In another email, Henderson expressed concern that doctors were too quick to rule out transfers: 'How do you weed out the people that call a runny nose ‘unstable for transfer’? The performance we (admin) are looking for are transfers. Suggestions?'

A former member of the medical staff put it this way: There was constant pressure to transfer transfer transfer.'

Note that Dignity Health was until recently called Catholic Healthcare West (look here).  It still claims the mission:

 We are committed to furthering the healing ministry of Jesus.
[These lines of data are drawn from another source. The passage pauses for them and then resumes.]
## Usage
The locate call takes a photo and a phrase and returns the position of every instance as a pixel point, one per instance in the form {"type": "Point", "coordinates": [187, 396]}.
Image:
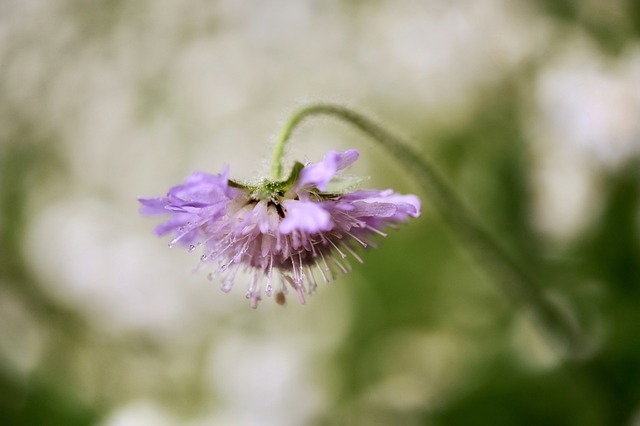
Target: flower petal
{"type": "Point", "coordinates": [319, 174]}
{"type": "Point", "coordinates": [305, 216]}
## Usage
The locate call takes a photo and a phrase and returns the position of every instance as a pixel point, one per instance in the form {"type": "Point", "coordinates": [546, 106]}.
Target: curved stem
{"type": "Point", "coordinates": [513, 279]}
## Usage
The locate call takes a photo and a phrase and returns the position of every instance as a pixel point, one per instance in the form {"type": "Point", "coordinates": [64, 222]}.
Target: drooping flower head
{"type": "Point", "coordinates": [303, 228]}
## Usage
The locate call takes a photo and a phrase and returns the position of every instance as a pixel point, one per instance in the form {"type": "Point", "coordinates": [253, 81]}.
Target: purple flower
{"type": "Point", "coordinates": [300, 227]}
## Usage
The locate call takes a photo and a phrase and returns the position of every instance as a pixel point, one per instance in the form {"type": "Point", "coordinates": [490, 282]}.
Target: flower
{"type": "Point", "coordinates": [298, 227]}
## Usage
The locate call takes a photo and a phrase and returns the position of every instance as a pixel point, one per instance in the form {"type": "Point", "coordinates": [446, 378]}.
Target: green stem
{"type": "Point", "coordinates": [513, 279]}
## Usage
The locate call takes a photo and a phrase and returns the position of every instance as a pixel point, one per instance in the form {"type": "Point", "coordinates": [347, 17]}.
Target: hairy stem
{"type": "Point", "coordinates": [514, 280]}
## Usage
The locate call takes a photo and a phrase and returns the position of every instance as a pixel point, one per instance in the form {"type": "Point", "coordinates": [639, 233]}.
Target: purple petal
{"type": "Point", "coordinates": [319, 174]}
{"type": "Point", "coordinates": [305, 216]}
{"type": "Point", "coordinates": [405, 205]}
{"type": "Point", "coordinates": [153, 206]}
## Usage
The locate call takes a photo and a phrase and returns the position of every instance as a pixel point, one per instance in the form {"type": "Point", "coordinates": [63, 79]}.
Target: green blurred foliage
{"type": "Point", "coordinates": [419, 282]}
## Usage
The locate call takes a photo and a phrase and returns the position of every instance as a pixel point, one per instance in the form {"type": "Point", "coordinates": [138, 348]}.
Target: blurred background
{"type": "Point", "coordinates": [530, 109]}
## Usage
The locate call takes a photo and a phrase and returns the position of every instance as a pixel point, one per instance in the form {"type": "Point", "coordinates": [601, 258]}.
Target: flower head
{"type": "Point", "coordinates": [301, 227]}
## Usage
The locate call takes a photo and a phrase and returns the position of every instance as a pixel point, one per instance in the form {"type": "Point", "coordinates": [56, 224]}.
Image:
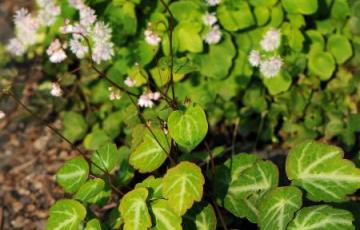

We dedicate our resources to:
  • Delivering compassionate, high-quality, affordable health services;
  • Serving and advocating for our sisters and brothers who are poor and disenfranchised; and
  • Partnering with others in the community to improve the quality of life.
Note also that under its former name, Catholic Healthcare West has received our previous attention, for accusations that it overcharged uninsured patients (look here),  which it later settled (look here), and for settling a lawsuit claiming the system filed false Medicare claims (look here). 

Summary

 Just another day at the office....  Here are two more examples of how large health care organizations, in this case, large hospital systems, seem to put short-term revenue ahead of all other concerns, and in particular, ahead of patient welfare.  In both cases, the alleged practices seemed to make a mockery of the hospital systems high-flown mission or values statements.  In both cases, the hospital systems had records of past questionable behavior.  Yet many hospital systems have grown rich and powerful, and made their leaders personally rich, by trading on their reputation for community care and service, and marketing their warm and fuzzy missions and values. 

Over the years, we have documented over and over how leadership of health care organizations have subverted their organizations' missions and the values of health care professionals.  Yet for a long time, many health care professionals just kept their noses to their grindstones, ignoring what was going on or suffered in silence.  Now at least a few have broken the silence.  Health care professionals and society at large needs to hold large health care organizations' leadership accountable for their missions, and push out leaders who put their own pocketbooks and their organizations' revenue ahead of patients' and the public's health.